Выходит, Эмили любила рисовать красками? Отчего-то Майкла это совсем не удивило. Его собственная дочь, Холли,
Как он мог так быстро их забыть? Нет, конечно же, не забыть, а… Но вместо боли утраты в душе жили теперь лишь далекие воспоминания: то, как он впервые увидел Энни, — она сидела в первом ряду маленького районного театра; или то, как дочка в раннем детстве цеплялась за его палец; или глаза Бена, такие голубые и такие доверчивые. Да, теперь эти воспоминания стали далекими, потому что их заслонили совсем другие, ему не принадлежащие, однако вдруг выступившие из мрака столь отчетливо, что это было за пределами всяческого разумения. Нед в матросском костюмчике лазает по деревьям, Эмили в своем летнем домике, сосредоточенно нахмурившись, рисует акварельными красками японский садик весной. И Фрэнсис, прелестная Фрэнсис с небрежно заплетенными косами, все еще тоненькая и гибкая, несмотря на рождение двоих детей, улыбающаяся, счастливая, сияющая, бежит по дорожке с охапкой роз…
Какой-то звук за спиной заставил его вздрогнуть.
— Фрэнсис?
Он обернулся и на мгновение увидел ее, точно Орфей Эвридику: бледное лицо, темные волосы, лицо, затуманенное тоской…

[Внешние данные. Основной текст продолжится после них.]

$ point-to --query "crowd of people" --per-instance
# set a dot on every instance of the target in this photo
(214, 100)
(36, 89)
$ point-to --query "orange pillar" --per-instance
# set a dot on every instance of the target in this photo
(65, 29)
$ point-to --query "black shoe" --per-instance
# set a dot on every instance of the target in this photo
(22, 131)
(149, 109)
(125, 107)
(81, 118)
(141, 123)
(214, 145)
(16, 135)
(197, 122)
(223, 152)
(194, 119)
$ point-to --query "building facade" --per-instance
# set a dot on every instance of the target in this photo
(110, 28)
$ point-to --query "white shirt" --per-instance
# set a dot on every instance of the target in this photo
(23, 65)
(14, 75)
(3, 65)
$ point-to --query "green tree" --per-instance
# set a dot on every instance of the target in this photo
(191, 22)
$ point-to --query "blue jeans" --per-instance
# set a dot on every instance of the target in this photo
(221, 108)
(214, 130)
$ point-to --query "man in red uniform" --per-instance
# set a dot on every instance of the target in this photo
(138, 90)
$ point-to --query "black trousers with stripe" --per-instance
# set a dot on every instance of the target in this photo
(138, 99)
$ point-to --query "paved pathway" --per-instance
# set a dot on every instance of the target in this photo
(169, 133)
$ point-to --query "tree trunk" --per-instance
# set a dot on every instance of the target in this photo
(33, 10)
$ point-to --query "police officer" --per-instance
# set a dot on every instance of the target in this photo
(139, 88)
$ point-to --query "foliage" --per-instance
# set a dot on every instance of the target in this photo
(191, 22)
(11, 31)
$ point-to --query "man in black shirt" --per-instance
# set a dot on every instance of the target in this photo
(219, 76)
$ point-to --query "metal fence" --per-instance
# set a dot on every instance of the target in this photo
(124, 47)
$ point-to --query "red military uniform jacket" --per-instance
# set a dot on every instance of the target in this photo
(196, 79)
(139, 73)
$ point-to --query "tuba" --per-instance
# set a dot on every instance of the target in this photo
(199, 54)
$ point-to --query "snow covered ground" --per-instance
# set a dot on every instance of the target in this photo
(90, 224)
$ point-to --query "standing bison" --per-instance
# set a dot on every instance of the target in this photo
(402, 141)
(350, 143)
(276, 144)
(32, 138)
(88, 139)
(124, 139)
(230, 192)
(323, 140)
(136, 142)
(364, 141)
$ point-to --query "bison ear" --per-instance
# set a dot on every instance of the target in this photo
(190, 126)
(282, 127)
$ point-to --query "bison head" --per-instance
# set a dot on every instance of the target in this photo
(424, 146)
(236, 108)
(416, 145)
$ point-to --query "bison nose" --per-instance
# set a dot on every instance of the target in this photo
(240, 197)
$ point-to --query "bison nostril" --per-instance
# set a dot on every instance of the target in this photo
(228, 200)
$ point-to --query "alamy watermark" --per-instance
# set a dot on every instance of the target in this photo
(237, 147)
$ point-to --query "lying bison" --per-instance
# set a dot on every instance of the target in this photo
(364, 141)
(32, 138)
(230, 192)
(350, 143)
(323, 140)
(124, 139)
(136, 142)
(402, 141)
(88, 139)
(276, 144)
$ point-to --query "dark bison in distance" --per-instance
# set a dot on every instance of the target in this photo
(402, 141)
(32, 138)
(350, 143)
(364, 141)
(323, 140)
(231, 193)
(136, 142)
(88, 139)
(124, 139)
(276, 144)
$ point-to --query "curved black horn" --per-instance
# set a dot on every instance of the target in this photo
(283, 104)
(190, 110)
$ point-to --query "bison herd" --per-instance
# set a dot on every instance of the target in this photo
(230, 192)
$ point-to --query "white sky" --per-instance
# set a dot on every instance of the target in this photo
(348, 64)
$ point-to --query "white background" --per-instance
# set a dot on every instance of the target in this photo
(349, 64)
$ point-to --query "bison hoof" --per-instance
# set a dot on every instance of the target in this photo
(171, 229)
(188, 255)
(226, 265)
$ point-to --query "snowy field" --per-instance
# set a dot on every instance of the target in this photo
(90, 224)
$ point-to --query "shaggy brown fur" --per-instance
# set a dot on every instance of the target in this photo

И почти сразу понял, что это Энни. Энни в джинсах и куртке. И с новой стрижкой. Ему больше нравилось, когда она носила длинные волосы — как в те времена, когда они еще только познакомились.
— Кто такая Фрэнсис? — спросила Энни.
Майкл попытался объяснить. Он говорил и чувствовал, как ей все это безразлично. Она пришла, чтобы высказать собственное мнение, и явно не собиралась уходить, пока он ее не выслушает.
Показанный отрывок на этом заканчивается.